Because Mom didn’t do the allowance thing, I took a job delivering the Philadelphia Inquirer. It seemed simple enough. “It’s easy.” The newspaper guy said when he came to the house. “You pick up the papers at the stop down the street, deliver them and once a week, collect the money from the people on your route.” He was right. It was easy. All of it, except for the money. The people that paid and tipped me every time, was not the problem. It was the ones who didn’t. I would try going to their homes at different times—early in the morning, dinner time, weekends—and still, the same customers would dodge me, pretending they weren’t home when I could clearly see them moving behind their curtains. Others answered the door, only to tell me to “come back later,” while turning their pockets inside out to show me. “My wife will be home later tonight. She holds all the money.” After I paid for the newspapers, I had nothing left over. I was an eleven-year-old failed entrepreneur.

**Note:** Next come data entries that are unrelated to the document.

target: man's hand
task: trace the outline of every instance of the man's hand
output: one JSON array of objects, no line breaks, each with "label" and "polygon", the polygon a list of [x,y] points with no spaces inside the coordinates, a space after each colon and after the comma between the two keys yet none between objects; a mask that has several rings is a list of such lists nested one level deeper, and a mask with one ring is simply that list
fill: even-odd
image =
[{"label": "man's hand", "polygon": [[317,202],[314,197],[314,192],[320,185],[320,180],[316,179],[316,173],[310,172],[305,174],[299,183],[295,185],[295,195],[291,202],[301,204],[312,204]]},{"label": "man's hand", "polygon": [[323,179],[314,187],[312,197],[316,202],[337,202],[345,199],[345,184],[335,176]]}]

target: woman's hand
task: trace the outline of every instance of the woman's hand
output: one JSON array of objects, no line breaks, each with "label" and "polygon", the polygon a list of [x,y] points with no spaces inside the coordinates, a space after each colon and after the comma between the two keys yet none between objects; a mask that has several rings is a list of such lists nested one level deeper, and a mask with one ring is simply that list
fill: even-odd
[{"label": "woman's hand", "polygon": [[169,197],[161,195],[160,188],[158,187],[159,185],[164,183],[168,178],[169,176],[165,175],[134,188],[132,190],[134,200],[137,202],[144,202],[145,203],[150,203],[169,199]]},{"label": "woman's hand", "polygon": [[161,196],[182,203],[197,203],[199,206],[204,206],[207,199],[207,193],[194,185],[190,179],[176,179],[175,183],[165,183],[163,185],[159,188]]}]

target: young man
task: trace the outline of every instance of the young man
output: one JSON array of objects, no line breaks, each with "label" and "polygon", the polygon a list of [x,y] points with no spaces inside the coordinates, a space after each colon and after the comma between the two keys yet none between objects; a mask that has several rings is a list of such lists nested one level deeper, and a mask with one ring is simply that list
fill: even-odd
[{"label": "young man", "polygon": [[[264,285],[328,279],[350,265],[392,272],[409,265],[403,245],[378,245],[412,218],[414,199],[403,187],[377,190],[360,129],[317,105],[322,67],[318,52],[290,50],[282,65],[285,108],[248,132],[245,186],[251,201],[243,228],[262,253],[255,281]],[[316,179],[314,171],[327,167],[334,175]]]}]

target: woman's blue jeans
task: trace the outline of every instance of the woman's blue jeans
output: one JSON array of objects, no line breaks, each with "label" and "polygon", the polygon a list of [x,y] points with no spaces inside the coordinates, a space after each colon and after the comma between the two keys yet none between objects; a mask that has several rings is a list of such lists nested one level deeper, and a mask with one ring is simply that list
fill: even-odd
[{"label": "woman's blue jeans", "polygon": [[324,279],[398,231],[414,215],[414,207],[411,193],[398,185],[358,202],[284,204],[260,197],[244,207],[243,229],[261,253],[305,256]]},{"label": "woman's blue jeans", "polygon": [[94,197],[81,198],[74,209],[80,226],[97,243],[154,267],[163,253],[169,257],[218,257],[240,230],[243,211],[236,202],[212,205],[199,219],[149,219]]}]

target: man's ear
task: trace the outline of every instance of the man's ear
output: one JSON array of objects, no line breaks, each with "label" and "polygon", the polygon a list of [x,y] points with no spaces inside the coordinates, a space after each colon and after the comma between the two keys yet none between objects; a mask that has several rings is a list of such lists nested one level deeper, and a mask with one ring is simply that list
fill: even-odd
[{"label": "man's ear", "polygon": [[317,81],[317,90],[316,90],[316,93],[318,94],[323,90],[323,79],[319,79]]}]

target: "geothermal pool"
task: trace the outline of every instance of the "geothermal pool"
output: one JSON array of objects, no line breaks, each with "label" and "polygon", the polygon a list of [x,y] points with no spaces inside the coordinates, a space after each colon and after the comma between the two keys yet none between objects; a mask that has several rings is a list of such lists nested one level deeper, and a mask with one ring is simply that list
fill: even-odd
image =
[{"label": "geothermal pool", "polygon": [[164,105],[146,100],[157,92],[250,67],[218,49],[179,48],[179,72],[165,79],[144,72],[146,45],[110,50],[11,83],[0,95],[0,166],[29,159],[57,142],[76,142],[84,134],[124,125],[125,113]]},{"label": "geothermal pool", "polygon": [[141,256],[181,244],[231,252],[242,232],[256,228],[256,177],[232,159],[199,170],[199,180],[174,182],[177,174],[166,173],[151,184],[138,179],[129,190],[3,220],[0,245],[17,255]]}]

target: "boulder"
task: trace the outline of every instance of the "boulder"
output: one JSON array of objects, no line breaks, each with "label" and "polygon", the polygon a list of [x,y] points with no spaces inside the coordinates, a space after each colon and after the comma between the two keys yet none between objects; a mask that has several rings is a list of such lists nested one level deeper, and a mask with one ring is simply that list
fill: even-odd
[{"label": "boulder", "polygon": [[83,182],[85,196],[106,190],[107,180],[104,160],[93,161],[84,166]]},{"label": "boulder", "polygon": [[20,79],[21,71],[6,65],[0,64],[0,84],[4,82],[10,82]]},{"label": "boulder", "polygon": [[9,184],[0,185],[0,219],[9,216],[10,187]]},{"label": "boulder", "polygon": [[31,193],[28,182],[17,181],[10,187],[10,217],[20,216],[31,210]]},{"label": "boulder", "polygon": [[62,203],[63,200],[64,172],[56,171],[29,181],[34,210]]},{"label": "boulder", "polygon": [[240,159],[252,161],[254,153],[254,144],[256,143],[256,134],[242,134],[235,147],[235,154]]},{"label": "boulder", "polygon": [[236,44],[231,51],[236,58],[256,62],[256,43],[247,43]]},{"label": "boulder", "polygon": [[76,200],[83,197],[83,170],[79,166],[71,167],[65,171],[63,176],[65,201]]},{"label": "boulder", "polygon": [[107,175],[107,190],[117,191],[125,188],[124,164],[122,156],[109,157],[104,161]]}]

“You should collect during the Superbowl.” My father said, when I told him about my paper route dodgers. “It’s on Sunday. Most people stay home to watch the game, and if they are having a party, it’s better because, they will be too embarrassed to not pay you. So, on Sunday night, I headed out to my paper route customer. My Dad was right. Most people were home, Doors that were usually. closed, opened to bright living rooms filled with people drinking beer, while the half time show lit up television sets. Dancers and singers took fans onto the field making the biggest Congo line I had ever seen. I stood in doorways while women wearing bright blue eye shadow and blonde feathered back hair, commented on how cute I was. At another house, the man pointed towards the kitchen, and told me to go tell his wife. While she went to get her money, a commercial came on that quieted the room. “That’s Mean Joe Green.” A man slurred. The image on the screen was of the famous football player limping through a stadium tunnel—his dirty team jersey draped over his shoulder. While reporters swarmed behind him, a little boy in a blue sweatshirt and jeans appears, holding a full bottle of Coca Cola. “Mr. Green. Mr. Green.” He calls. The football player begrudgingly turns, “Yeah?”
“You need any……help?”
“Mm mm.” signaling a sad no to the boy.
“I just want you to know I think…. I think…You’re the best ever.” The boys’ eyes widen in awe of Mr. Green.
Limping away, Mean Joe Green, hangs his head more. “Yeah sure.”
“You want my coke?” The little boy holds out the bottle of coke in his hand. “It’s OK. You can have it. Really, you can have it.”
Mean Joe smiles, reaches, for the coke, and while he drinks it down, a coke and a smile jingle play. The sad boy walks away. “See you around.” I felt so sorry for the little boy. I wanted Mean Joe to say something, but then he did. “Hey kid—catch.” He tosses the boy his jersey. “Wow! Thanks, mean Joe.” The song finishes have a coke and a …. smile.
We all just stood there for a moment until the lady handed me my money. “Are we all caught up then? “She asked. I assured her that she had paid her newspaper debt, and I headed home.
The same commercial played through that next year, and it invoked a feeling in me every time. What made it effective for me was that the boy’s plain blue sweatshirt told the story that he wasn’t just a regular fanatical kid wearing his favorite player’s jersey. The blue sweatshirt made me believe the kid genuinely cared for Mean Joe Green, the man, and the player. That mixed with the vulnerability of a football player who had just been defeated, created a purity that I felt deep inside. The commercial, in thirty seconds told a beautiful, emotional story with a happy conclusion.
I counted my money that night, and for the first time, I made a profit. “I told you.” My dad said. “The Superbowl is a moneymaker for a lot of people.” The image my customers saw, a young girl out on a chilly night, collecting for her newspaper route, during the Super Bowl worked. Without knowing it, like Coca Cola, I had sold an image of a story that sold.